微生物传感器主要由感应元件和报告基因组成,感应元件通常由被检测化合物相关的特异识别蛋白基因和启动子元件构成,决定了该系统的专一性;而报告基因不需要特异性识别,其表达量和强度反应该系统的灵敏度和检测阈值。目前,尽管对硝基苯酚降解菌株的降解特性、代谢途径及调控机制研究较多,但对硝基苯酚特异性响应元件的发掘限制了对硝基苯酚微生物传感器的开发。Microbial sensors are mainly composed of sensing elements and reporter genes. The sensing elements are usually composed of specific recognition protein genes and promoter elements related to the detected compounds, which determine the specificity of the system; while the reporter gene does not require specific recognition, and its expression level and intensity reflect the sensitivity and detection threshold of the system. At present, although there are many studies on the degradation characteristics, metabolic pathways and regulatory mechanisms of p-nitrophenol-degrading strains, the discovery of p-nitrophenol-specific response elements has limited the development of p-nitrophenol microbial sensors.

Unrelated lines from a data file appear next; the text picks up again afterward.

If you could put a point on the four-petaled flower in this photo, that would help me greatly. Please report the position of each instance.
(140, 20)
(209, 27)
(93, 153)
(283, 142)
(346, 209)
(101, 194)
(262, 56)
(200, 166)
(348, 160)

发明内容Summary of the invention

为解决上述技术问题,本发明提供了利用高效降解菌株的特异性响应元件合成微生物荧光传感器的制备方法及其应用,所述微生物荧光传感器中含有调控蛋白及其相应启动子和绿色荧光蛋白,可以实现对硝基苯酚的特异性线性检测,且灵敏度高,适用于环境监测,具有广阔的应用前景。In order to solve the above technical problems, the present invention provides a preparation method and application of a microbial fluorescent sensor synthesized by using the specific response element of an efficient degradation strain. The microbial fluorescent sensor contains a regulatory protein and its corresponding promoter and green fluorescent protein, which can realize specific linear detection of p-nitrophenol with high sensitivity, is suitable for environmental monitoring, and has broad application prospects.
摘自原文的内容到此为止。